許岩冷汗直流,求救地看向陰夜冥,陰夜冥卻是看都不看他一眼,反是黎畫衣終是不忍妹妹當衆受辱,身子一動,就要出列替沉熏推脫,右腳剛踏出,手就被人一把抓住,陰夜冥鳳眼微挑,斜睨了她一眼,語氣冷淡,道:“王妃,本王可不會容許一個人在同一個事情上犯兩次錯誤。”
黎畫衣一怔,随即覺得委屈,低聲道:“王爺想到哪裏去了,我隻是想幫我妹妹解圍而已。”
陰夜冥聞言眼裏浮起嘲諷的笑意:“那就更不必了。

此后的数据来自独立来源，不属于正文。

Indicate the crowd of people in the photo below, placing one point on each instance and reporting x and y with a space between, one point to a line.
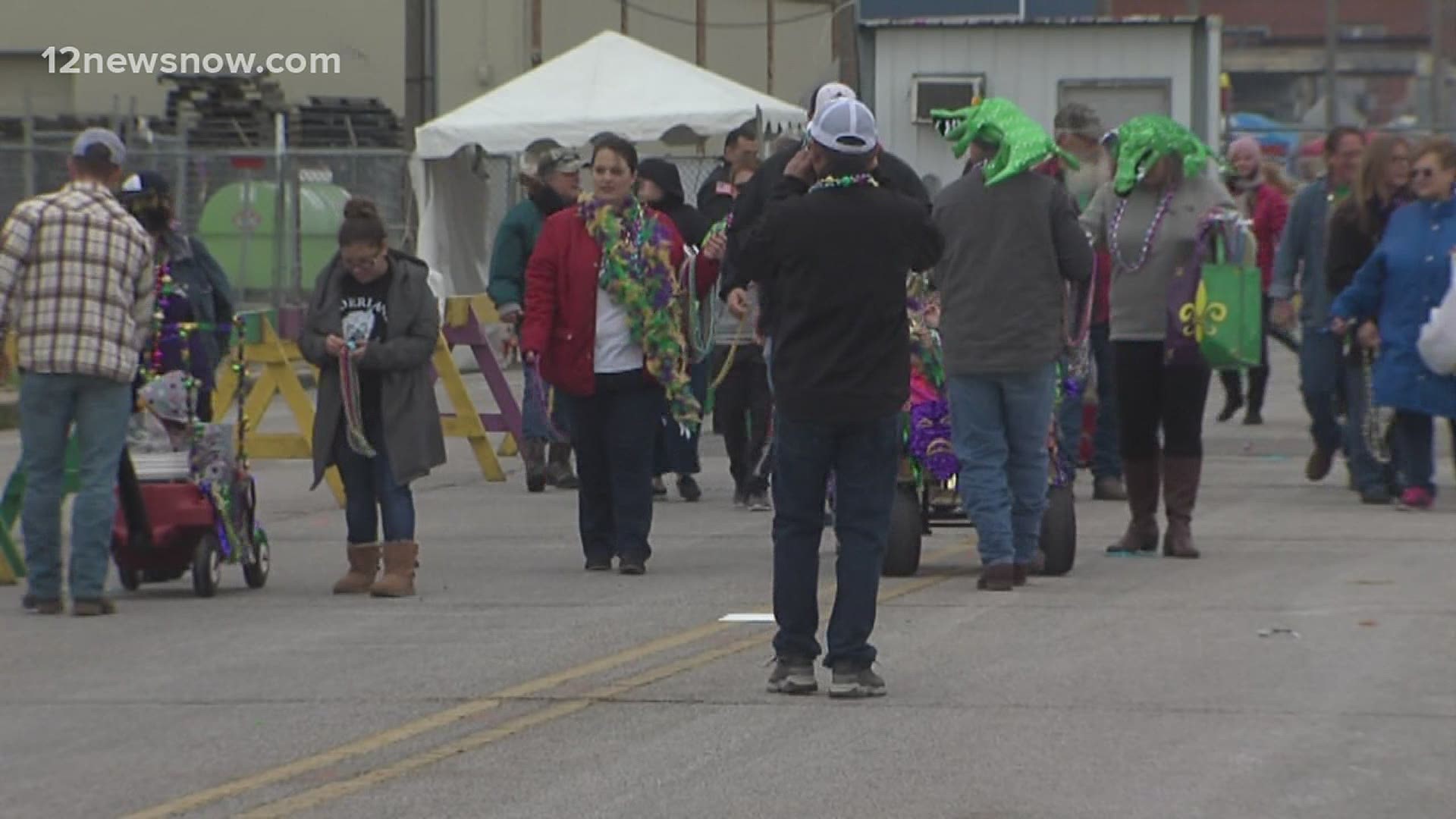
781 299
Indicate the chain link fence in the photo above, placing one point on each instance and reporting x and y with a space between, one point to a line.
270 218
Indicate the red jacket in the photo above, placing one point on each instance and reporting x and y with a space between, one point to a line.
1270 215
561 297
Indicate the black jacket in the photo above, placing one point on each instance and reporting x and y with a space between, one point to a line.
892 174
715 205
689 223
836 262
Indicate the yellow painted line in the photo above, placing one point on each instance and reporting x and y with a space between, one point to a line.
466 710
319 796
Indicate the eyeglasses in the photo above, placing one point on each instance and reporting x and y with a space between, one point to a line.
362 264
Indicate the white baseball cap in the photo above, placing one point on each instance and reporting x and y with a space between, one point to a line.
845 126
829 93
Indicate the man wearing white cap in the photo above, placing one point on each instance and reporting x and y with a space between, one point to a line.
835 248
74 276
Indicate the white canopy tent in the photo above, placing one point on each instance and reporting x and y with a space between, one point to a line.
607 83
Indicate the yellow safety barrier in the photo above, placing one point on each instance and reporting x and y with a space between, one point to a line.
465 325
280 376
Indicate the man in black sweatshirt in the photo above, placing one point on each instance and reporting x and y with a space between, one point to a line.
835 248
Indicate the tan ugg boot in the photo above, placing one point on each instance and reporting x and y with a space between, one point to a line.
400 558
363 569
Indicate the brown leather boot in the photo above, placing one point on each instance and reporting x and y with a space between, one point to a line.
558 466
1144 480
1180 491
363 569
400 560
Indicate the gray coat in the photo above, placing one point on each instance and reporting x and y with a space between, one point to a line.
1009 253
413 435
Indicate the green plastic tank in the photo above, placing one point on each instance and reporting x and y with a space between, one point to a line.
237 226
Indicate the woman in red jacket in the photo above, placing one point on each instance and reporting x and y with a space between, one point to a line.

”
那邊,許岩隻得戰戰兢兢出列,道:“微臣說的是——是——南王妃。”
“哦?”太後聞言一愣,她和皇後兩人早朝鳳寺祈福,今日剛回來,并不了解近日宮中這段時間發生的事,不由有些疑惑。
皇帝立刻親自解釋道:“是老三的妻子。”又道:“老二和老三都大婚了,娶的是黎先生的兩個女兒。”
太後笑道:“想不到我不在我和皇後不在宮裏的這短短時間發生了這麽大的事情。”一面道:“那兩個孩子在哪兒?哀家瞧瞧。”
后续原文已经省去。